= Boi (slang) =

Slang LGBT word for a masculine-presenting person

Boi (plural: bois) is slang within butch and femme and gay male communities for several sexual or gender identities.

The term has also been used, independently of any meaning related to sexuality, as an alternate spelling for boy, often as a jocular (meme) spelling.

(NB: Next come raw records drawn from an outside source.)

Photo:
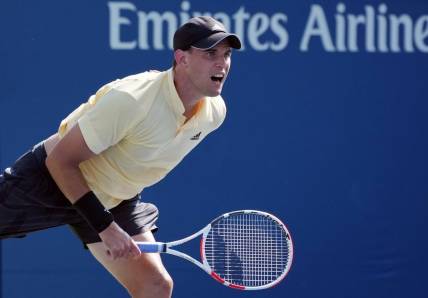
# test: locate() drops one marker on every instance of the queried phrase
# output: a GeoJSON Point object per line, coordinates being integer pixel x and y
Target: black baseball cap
{"type": "Point", "coordinates": [203, 33]}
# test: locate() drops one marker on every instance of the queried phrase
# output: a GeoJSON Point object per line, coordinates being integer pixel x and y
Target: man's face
{"type": "Point", "coordinates": [208, 69]}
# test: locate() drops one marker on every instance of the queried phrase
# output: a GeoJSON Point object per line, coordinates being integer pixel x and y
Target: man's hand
{"type": "Point", "coordinates": [118, 243]}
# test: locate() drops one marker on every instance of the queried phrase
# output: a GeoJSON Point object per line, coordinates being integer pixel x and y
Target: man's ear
{"type": "Point", "coordinates": [180, 57]}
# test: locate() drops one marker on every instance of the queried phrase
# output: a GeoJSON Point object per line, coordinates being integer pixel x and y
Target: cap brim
{"type": "Point", "coordinates": [214, 39]}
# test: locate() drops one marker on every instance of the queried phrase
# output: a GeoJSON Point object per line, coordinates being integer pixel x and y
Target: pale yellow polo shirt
{"type": "Point", "coordinates": [136, 127]}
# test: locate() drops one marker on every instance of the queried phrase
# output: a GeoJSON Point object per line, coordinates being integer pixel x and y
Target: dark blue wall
{"type": "Point", "coordinates": [331, 138]}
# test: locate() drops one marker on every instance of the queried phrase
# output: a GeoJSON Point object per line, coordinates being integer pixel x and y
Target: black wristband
{"type": "Point", "coordinates": [91, 209]}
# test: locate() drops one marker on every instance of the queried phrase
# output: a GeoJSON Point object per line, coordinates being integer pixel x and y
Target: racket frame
{"type": "Point", "coordinates": [166, 247]}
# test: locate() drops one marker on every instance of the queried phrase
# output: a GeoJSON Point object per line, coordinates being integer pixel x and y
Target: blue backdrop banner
{"type": "Point", "coordinates": [326, 128]}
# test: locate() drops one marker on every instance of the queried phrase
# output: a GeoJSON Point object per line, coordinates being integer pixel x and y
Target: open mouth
{"type": "Point", "coordinates": [217, 78]}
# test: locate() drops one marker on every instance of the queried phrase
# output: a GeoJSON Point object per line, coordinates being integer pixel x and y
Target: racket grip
{"type": "Point", "coordinates": [152, 247]}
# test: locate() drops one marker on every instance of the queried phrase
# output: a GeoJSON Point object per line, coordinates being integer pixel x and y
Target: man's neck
{"type": "Point", "coordinates": [189, 98]}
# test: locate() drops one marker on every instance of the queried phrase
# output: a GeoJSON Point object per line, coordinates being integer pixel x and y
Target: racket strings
{"type": "Point", "coordinates": [248, 249]}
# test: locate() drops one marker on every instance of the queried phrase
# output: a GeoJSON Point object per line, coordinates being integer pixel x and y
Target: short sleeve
{"type": "Point", "coordinates": [109, 120]}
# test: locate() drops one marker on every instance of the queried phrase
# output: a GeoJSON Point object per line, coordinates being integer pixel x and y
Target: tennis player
{"type": "Point", "coordinates": [127, 136]}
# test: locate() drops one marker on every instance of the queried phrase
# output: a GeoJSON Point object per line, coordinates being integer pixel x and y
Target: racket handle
{"type": "Point", "coordinates": [149, 247]}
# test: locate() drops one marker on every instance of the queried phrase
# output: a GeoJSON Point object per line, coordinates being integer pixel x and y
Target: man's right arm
{"type": "Point", "coordinates": [63, 165]}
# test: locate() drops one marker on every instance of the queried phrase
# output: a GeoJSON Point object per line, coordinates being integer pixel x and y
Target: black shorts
{"type": "Point", "coordinates": [30, 201]}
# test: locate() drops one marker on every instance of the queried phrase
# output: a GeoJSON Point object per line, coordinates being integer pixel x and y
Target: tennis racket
{"type": "Point", "coordinates": [245, 250]}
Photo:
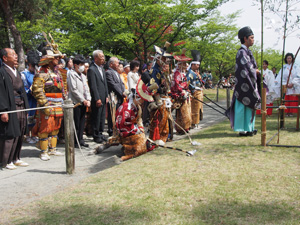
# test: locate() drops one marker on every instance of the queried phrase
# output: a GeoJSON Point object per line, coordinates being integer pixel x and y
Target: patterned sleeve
{"type": "Point", "coordinates": [125, 121]}
{"type": "Point", "coordinates": [246, 87]}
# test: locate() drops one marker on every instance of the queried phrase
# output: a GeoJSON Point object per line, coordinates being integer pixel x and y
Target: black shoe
{"type": "Point", "coordinates": [98, 140]}
{"type": "Point", "coordinates": [84, 144]}
{"type": "Point", "coordinates": [104, 138]}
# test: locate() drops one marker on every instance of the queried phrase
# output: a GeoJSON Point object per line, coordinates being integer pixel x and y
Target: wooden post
{"type": "Point", "coordinates": [298, 113]}
{"type": "Point", "coordinates": [228, 97]}
{"type": "Point", "coordinates": [282, 111]}
{"type": "Point", "coordinates": [263, 117]}
{"type": "Point", "coordinates": [69, 136]}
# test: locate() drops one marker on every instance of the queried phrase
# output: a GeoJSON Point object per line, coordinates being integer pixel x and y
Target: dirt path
{"type": "Point", "coordinates": [40, 178]}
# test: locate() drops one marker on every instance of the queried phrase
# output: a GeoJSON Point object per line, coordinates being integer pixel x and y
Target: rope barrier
{"type": "Point", "coordinates": [37, 108]}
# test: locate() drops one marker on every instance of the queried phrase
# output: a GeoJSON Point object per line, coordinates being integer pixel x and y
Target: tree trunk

The term is also used in Wales (United Kingdom), particularly in the north, as a familiar term of address or greeting to anyone, regardless of gender or sexual orientation. The plural is bois, and may be addressed to a mixed, or any single sex, group.
==Usage==
===In the LGBT community===
The term boi may be used to denote a number of sexual orientations and possibilities that are not mutually exclusive:

- A boyish lesbian.
- A submissive butch in the BDSM community.
- A young trans man, or a trans man who is in the earlier stages of transitioning.
- A younger bisexual or gay man who may have effeminate characteristics. The term can also be used by anyone who wishes to distinguish from heterosexual or heteronormative identities.

Boi may also refer to someone assigned female at birth, who generally does not identify as, or only partially identifies as feminine, female, a girl, or a woman. Some bois are trans or intersex people.
They may be gay or queer. Many trans bois are also genderqueer/nonbinary (in itself a trans/transgender group), or might identify as cis persons or trans men, and yet practice genderfuck in which they do not fit in either masculine or feminine binary gender presentation. Bois may prefer a range of pronouns, including "he", "she", or nonbinary and gender-neutral pronouns such as "they".

=== In popular culture and meme culture ===
One of the earliest usages of the term boi was with the rapper Big Boi. In the early 2000s the term came into usage within skateboarding culture. The term came into popular culture again with the song "Sk8er Boi" by Avril Lavigne. The term came into meme culture with the Dat Boi meme: an animation of a frog on a unicycle usually accompanied by the caption "Here come dat boi. (O shit waddup!)"

=== As a Welsh colloquialism ===
In Welsh, boi is a masculine pronoun used as an informal form of address, as in lawn, boi? ("All right, mate?") It is more common in North Wales: and can be anglicized as "boyo".